映画「あしたのジョー」
私はリアルタイムでこの映画の原作になった少年マガジンに連載された漫画を読んだ。力石との死闘とその力石の死、最終回のホセ・メンドーサとの死闘の後の燃え尽きたように真っ白になったジョーの姿とその口元にかすかに浮かんだほほえみ、これはそのまま力石の最期に通ずる。
映画は力石との死闘をクライマックスとしてその後の戦いは描かない。確かに力石との戦いまでが一つの物語で、原作も再び矢吹丈が戦いの場に戻るまでにかなり遠回りさせており、再び丹下ジムに戻ってからは別の話のようになっているので映画の終わりかたはこれで良い。
原作のイメージが鮮烈なので、実写映画は難しいだろうと思っていた。アメリカンコミックなら金をかけて特撮だらけにしてそれらしく作ることが出来るがボクシングは肉体むき出しの生ものだ。
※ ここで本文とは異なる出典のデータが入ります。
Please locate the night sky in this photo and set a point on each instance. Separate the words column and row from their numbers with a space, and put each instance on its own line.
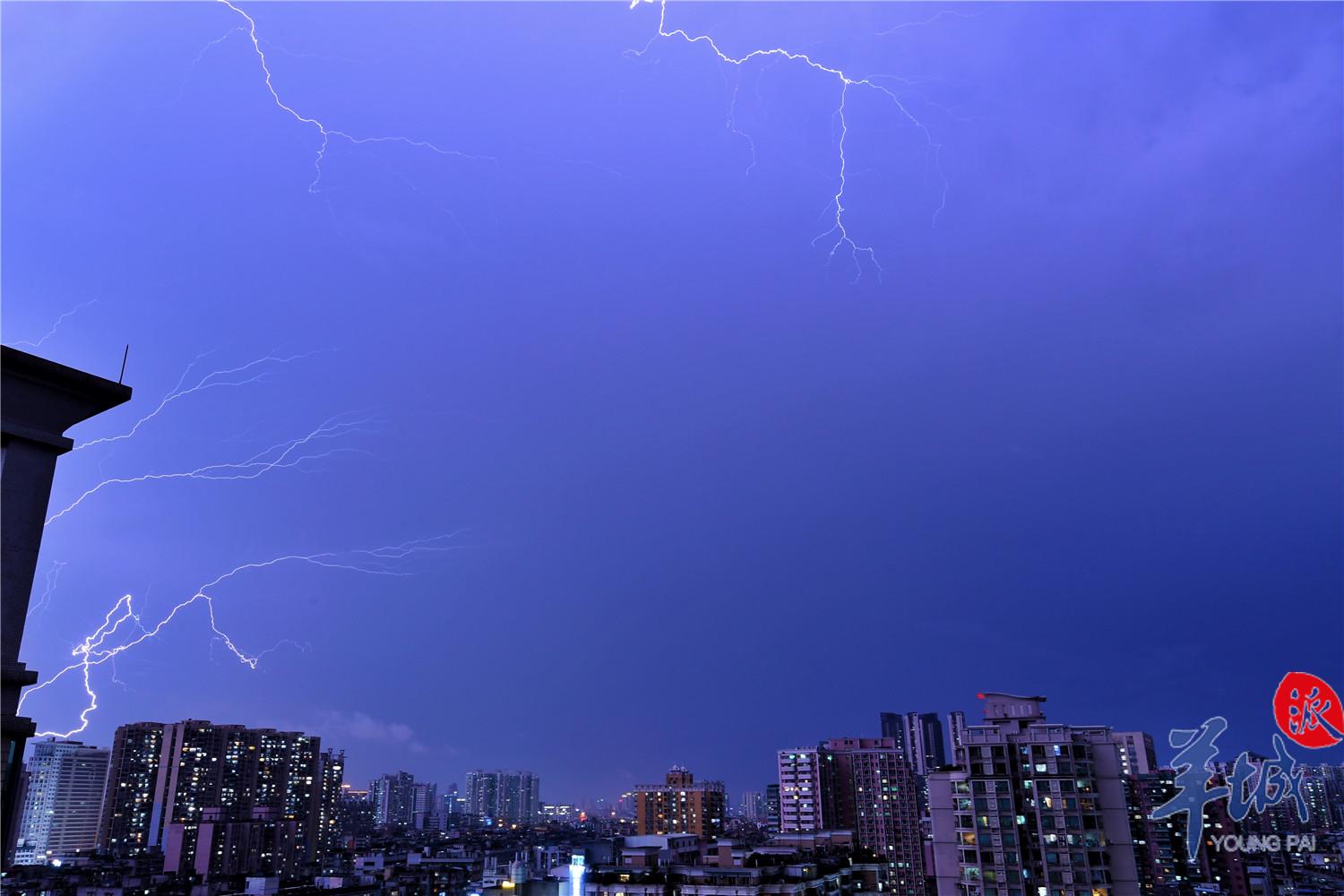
column 712, row 497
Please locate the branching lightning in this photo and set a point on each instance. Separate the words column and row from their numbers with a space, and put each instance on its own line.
column 282, row 455
column 104, row 645
column 53, row 576
column 214, row 379
column 56, row 325
column 325, row 132
column 836, row 207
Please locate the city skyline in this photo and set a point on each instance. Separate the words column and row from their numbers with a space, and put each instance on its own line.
column 1080, row 440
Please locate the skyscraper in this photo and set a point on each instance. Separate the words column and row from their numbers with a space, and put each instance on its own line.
column 425, row 810
column 394, row 798
column 680, row 806
column 956, row 727
column 806, row 774
column 1137, row 755
column 220, row 799
column 504, row 797
column 64, row 801
column 875, row 796
column 1032, row 806
column 919, row 737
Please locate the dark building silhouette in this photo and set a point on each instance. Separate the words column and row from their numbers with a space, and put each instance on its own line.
column 39, row 401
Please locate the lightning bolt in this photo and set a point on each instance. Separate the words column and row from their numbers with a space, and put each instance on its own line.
column 102, row 646
column 56, row 325
column 281, row 455
column 836, row 207
column 214, row 379
column 323, row 131
column 53, row 576
column 941, row 13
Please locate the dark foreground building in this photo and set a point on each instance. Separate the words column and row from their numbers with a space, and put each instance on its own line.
column 39, row 401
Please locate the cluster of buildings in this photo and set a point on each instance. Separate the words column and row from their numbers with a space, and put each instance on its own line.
column 491, row 797
column 210, row 799
column 1015, row 805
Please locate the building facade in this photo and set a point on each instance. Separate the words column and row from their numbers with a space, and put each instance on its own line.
column 1031, row 807
column 1137, row 755
column 220, row 798
column 876, row 797
column 806, row 782
column 39, row 401
column 502, row 797
column 919, row 737
column 394, row 798
column 680, row 806
column 64, row 801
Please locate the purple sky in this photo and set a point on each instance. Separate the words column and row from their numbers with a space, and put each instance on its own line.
column 1083, row 438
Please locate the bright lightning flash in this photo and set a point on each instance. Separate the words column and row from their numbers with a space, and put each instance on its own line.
column 836, row 207
column 324, row 132
column 285, row 454
column 255, row 371
column 102, row 645
column 56, row 325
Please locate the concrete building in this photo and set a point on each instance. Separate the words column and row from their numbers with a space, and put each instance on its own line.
column 1031, row 807
column 806, row 782
column 394, row 798
column 771, row 807
column 39, row 401
column 919, row 737
column 64, row 801
column 1137, row 755
column 680, row 806
column 425, row 810
column 875, row 796
column 956, row 726
column 503, row 797
column 220, row 799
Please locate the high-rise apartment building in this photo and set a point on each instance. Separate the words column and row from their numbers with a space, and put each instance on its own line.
column 919, row 737
column 956, row 726
column 1031, row 807
column 504, row 797
column 64, row 801
column 806, row 775
column 394, row 798
column 220, row 799
column 1137, row 755
column 875, row 796
column 425, row 810
column 680, row 806
column 39, row 401
column 863, row 785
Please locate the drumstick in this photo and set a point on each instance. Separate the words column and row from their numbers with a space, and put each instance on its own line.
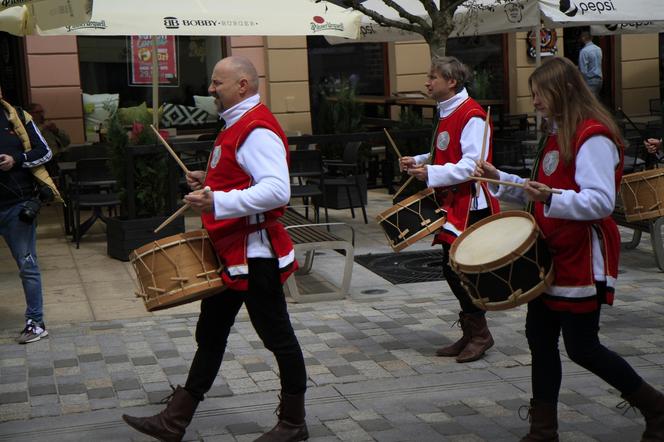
column 509, row 183
column 404, row 186
column 392, row 143
column 486, row 131
column 177, row 213
column 168, row 220
column 170, row 150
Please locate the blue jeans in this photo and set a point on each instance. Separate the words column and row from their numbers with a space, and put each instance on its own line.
column 21, row 238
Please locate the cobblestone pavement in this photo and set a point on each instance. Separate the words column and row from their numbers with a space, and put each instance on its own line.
column 372, row 372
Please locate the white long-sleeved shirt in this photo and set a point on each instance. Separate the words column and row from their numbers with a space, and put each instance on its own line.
column 471, row 149
column 595, row 163
column 263, row 157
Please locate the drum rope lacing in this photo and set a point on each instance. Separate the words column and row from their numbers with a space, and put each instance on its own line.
column 180, row 279
column 514, row 295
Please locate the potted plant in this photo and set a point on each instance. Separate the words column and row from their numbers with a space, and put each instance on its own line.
column 142, row 171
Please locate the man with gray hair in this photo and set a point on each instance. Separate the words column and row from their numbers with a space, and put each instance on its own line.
column 447, row 168
column 590, row 63
column 241, row 197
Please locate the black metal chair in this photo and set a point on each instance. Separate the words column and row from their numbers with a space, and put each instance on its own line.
column 307, row 180
column 347, row 173
column 91, row 187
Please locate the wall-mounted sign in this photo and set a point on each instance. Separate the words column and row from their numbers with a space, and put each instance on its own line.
column 547, row 42
column 140, row 62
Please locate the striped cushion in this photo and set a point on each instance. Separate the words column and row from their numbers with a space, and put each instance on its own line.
column 179, row 115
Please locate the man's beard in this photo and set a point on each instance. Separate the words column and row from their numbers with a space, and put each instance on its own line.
column 217, row 102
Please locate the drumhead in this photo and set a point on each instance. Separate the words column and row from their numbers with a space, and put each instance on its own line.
column 492, row 241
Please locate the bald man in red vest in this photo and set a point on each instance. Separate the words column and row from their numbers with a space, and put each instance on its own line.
column 241, row 197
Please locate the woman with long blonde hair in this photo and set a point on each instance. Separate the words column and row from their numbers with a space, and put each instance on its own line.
column 581, row 154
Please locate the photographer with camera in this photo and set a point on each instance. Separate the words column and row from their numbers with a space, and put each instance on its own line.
column 24, row 186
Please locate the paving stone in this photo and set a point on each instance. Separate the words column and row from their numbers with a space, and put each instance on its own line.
column 177, row 369
column 13, row 379
column 343, row 370
column 244, row 428
column 74, row 388
column 144, row 360
column 101, row 393
column 13, row 397
column 375, row 425
column 253, row 368
column 165, row 354
column 41, row 390
column 220, row 391
column 116, row 359
column 63, row 363
column 90, row 357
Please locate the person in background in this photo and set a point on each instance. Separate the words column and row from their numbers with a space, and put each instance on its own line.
column 582, row 155
column 242, row 196
column 24, row 185
column 654, row 146
column 590, row 63
column 56, row 138
column 456, row 146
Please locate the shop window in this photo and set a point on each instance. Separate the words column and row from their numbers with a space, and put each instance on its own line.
column 332, row 67
column 109, row 65
column 484, row 55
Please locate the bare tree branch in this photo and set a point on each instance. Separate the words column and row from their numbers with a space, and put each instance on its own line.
column 430, row 7
column 417, row 25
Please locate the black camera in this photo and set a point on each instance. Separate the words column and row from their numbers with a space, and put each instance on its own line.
column 31, row 207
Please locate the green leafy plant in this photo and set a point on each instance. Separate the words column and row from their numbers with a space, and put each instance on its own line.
column 150, row 171
column 481, row 86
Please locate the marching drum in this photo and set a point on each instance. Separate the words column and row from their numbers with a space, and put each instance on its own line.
column 642, row 194
column 412, row 219
column 176, row 270
column 502, row 261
それが原作のイメージを損なうことなくほぼ完璧に再現されていたのに感心した。矢吹丈役の山下智久、力石徹役の伊勢谷友介のふたりの俳優の精進に敬意を表する。あの時代(昭和四十年代)は日本が右肩上がりで経済的に躍進していた。日本中がスクラップアンドビルドの時代だった。その中で日本人が獲得したものと失ったものがある。この物語にはまだ日本人が失う前の熱い思いが込められていたように思う。
若者が明日に向かって努力することに価値を見いだせなくなって、自分探しなどという名の現実逃避を始めたのはいつからだろうか。